Que seja a vontade do Criador que em nossos dias cumpram-se as palavras do Profeta Zecharyá (8:19): “O jejum do quarto (mês, ou seja, 17 de tamuz), o jejum do quinto (9 de av), o jejum do sétimo (Tsom Guedalyá) e o jejum do décimo (10 de tevet) serão para a casa de Yehudá (o Povo Judeu) (comemorados com) júbilo, alegria e boas festas”. Na Era Messiânica estas datas relembrarão que conseguimos cumprir nossa pesada tarefa de voltar ao nível espiritual de Adam Harishon antes do pecado, e então serão dias festivos e não de pesar.

Referências Bibliográficas

1. Ramchal zt"l em Dáat Tevunot cap. 126.
2. Com exceção do Gan Êden, do qual Adam Harishon teve que se retirar, sendo a sua nova identidade incompatível com um mundo espiritual.
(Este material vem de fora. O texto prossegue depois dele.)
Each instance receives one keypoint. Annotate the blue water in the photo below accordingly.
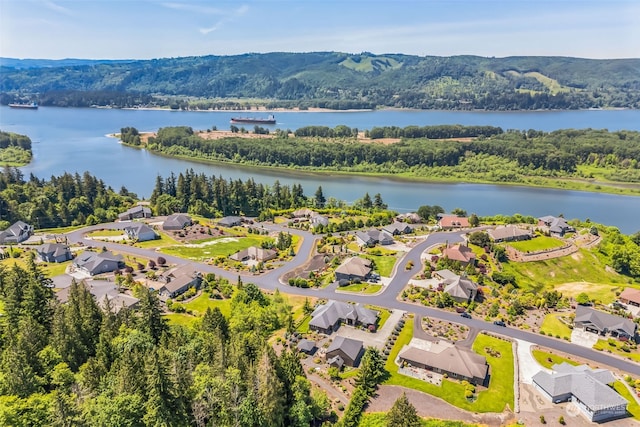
(74, 140)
3. O Egito é considerado a "abominação do planeta". Mesmo assim, os judeus se fortificaram e não se misturaram com os Egípcios, pois não mudaram seus nomes, vestimentas e linguagem.
4. Gaon de Vilna no livro Or Yahel vol. 3 pág. 16. Esta é a intenção dos nossos sábios no tratado de Shabat 146a e em Yevamot 103b.
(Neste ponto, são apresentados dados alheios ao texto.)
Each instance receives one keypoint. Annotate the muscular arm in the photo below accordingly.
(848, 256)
5. Vide Shemot Rabá fim de parashat Mishpatim.
6. Embora de forma mais amenizada, como explica o Ramchal em Maamar Hachomá, na parte sobre Malchuyot Zichronot Veshofarot.
7. Segundo Yerushalmi Taanit (2, 4), Bereshit Rabá (42, 2 - 44, 17 - 56, 9), Tanchumá Vayetsê (2, 2), Yalcut Shim'oni Vayetsê e diversos outros.
8. Por exemplo, a Alemanha, como citado no Tratado de Meguilá 6b. Vide Gra na pagina citada.
9. Por exemplo, Devarim 28:64.
10. Dalyot Yechezkel vol. 3 pág. 291.
11. Echá Rabá parashá 1 dibur hamatchil Má (livro compilado há aproximadamente 1.500 anos).
12. Vol. 2 pág. 17a, compilado há aproximadamente 1.800 anos.
13. Em seu comentário sobre Bereshit cap. 2 fim do versículo 3 (o Ramban faleceu no ano judaico de 5030 do calendário judaico).
14. No seu livro Nêtsach Yisrael, cap. 21.